La population s'est elle-même rendu justice à Bilongue. Ce quartier situé dans l'arrondissement de Douala 3ème, marqué par une précarité urbaine importante, vit de plus en plus de vols, au grand dam des habitants.
C'est ainsi que la situation se présente et quand le moment vient de se faire vengeance, ils n'hésitent pas. Même la peur de se faire arrêter par les forces de l'ordre après la vindicte populaire ne les dissuade guère.
Le voleur a eu cette fois-ci ce que quelqu'un appelle un « accident de travail ». Il avait pris habitude d'arracher le téléphone des passants et de se fondre dans la foule.
Tous les jours n'étant pas dimanche, il a fini par être attrapé. Alors qu'il venait encore d'essayer de commettre un forfait, qui est de prendre rapidement le téléphone portable d'une personne à bord d'une moto, il a échoué.
Conséquence directe, la population l'a récupéré. Les hommes et femmes dans la foule n'étaient pas d'humeur à le laisser passer sans aucune égratignure.
Le malfrat a été enflammé telle une bougie, comme on peut le voir sur cette photo où il court de toutes ses forces pour rester en vie.
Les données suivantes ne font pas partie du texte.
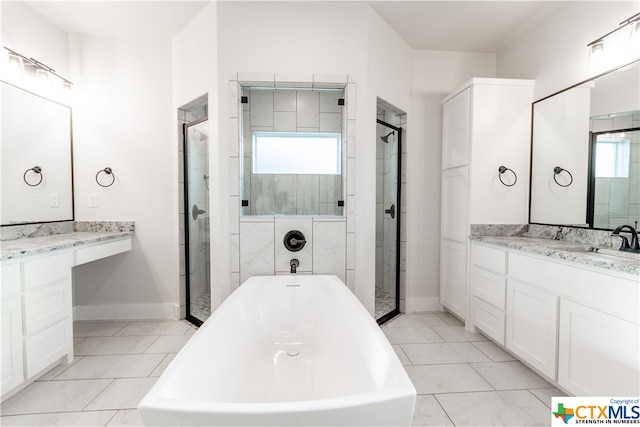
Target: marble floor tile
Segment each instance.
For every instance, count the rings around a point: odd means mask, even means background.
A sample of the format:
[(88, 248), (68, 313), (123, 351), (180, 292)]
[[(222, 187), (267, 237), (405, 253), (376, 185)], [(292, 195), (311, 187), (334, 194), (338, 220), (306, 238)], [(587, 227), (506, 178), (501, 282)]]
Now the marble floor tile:
[(433, 330), (444, 342), (488, 340), (482, 334), (467, 331), (464, 326), (434, 326)]
[(107, 427), (141, 426), (142, 419), (137, 409), (122, 409), (109, 421)]
[(191, 339), (192, 335), (164, 335), (149, 346), (145, 353), (177, 353)]
[(442, 339), (429, 327), (383, 328), (382, 332), (391, 344), (442, 342)]
[(515, 356), (507, 353), (491, 341), (478, 341), (474, 342), (473, 345), (477, 347), (478, 350), (486, 354), (489, 359), (493, 360), (494, 362), (508, 362), (510, 360), (517, 360)]
[(469, 365), (405, 366), (418, 394), (493, 390)]
[(176, 357), (176, 353), (167, 354), (164, 359), (156, 366), (156, 368), (149, 374), (150, 377), (159, 377), (162, 375), (167, 366), (171, 363), (171, 361)]
[(389, 323), (388, 328), (414, 328), (421, 326), (446, 326), (447, 323), (436, 313), (405, 314)]
[(548, 426), (551, 412), (526, 390), (437, 394), (458, 426)]
[(411, 360), (409, 360), (404, 350), (402, 350), (402, 347), (400, 347), (398, 344), (392, 344), (391, 347), (393, 347), (393, 349), (395, 350), (400, 363), (402, 363), (403, 365), (411, 365)]
[(2, 403), (2, 415), (82, 411), (113, 380), (35, 382)]
[(529, 390), (529, 392), (540, 399), (540, 401), (547, 405), (549, 408), (551, 408), (552, 397), (563, 397), (567, 395), (567, 393), (555, 387), (533, 388)]
[(190, 327), (177, 320), (156, 322), (131, 322), (116, 335), (184, 335)]
[(58, 375), (56, 380), (147, 377), (164, 357), (164, 354), (85, 356)]
[(413, 365), (491, 361), (468, 342), (402, 344), (401, 347)]
[(137, 354), (145, 351), (157, 339), (157, 336), (88, 337), (74, 346), (74, 353), (79, 356)]
[(136, 409), (157, 378), (121, 378), (111, 384), (85, 407), (87, 411)]
[(48, 414), (11, 415), (0, 417), (0, 425), (10, 426), (104, 426), (116, 411), (57, 412)]
[(71, 366), (73, 366), (74, 364), (78, 363), (83, 357), (84, 356), (74, 356), (73, 361), (71, 363), (61, 363), (61, 364), (59, 364), (55, 368), (51, 369), (49, 372), (47, 372), (44, 375), (42, 375), (36, 381), (51, 381), (52, 379), (54, 379), (55, 377), (60, 375), (60, 373), (66, 371)]
[(447, 413), (431, 394), (416, 396), (412, 426), (453, 426)]
[(74, 337), (110, 337), (129, 322), (74, 322)]
[(464, 322), (460, 321), (456, 316), (451, 313), (437, 313), (438, 317), (445, 321), (449, 326), (462, 326)]
[(522, 390), (551, 387), (547, 381), (521, 362), (471, 363), (496, 390)]

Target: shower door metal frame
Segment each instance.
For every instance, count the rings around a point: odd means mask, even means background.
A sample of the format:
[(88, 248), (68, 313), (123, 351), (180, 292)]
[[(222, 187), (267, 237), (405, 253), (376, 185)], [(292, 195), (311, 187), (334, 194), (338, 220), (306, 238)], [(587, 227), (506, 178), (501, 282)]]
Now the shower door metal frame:
[(189, 167), (187, 162), (187, 128), (198, 125), (202, 122), (206, 122), (209, 120), (209, 117), (203, 117), (198, 120), (194, 120), (193, 122), (183, 123), (182, 124), (182, 156), (183, 156), (183, 185), (184, 185), (184, 264), (185, 264), (185, 298), (186, 298), (186, 314), (185, 320), (193, 323), (196, 326), (201, 326), (204, 321), (198, 319), (197, 317), (191, 314), (191, 258), (189, 251), (189, 235), (190, 235), (190, 224), (189, 224)]
[(396, 203), (398, 209), (396, 209), (396, 307), (390, 312), (382, 315), (380, 318), (376, 319), (378, 325), (382, 325), (385, 322), (396, 317), (400, 314), (400, 222), (402, 220), (402, 128), (398, 126), (394, 126), (390, 123), (385, 122), (384, 120), (376, 119), (376, 123), (386, 126), (390, 129), (398, 132), (398, 165), (396, 168)]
De l'essence a été utilisé pour brûler la partie de son corps qui lui permet de mettre en place ses plans foireux : le cerveau.
Son énergie épuisée et le feu brûlant sa tête à température forte, l'homme s'est rapidement lassé de courir. Il est tombé, acceptant son sort et reconnaissant, le cœur lourd, que cette journée était visiblement sa dernière dans le monde des vivants.
Les forces de l'ordre sont arrivées plus tard. Le voleur n'a pu rien leur dire. Il ne pourra désormais que s'adresser à son créateur à qui il a affaire. Les policiers n'ont entendu que ce que les bruleurs avaient à leur dire. Naturellement, personne ne s'est désigné comme étant celui qui a donné la mort à ce arracheur de téléphone dont le cadavre décorait la rue.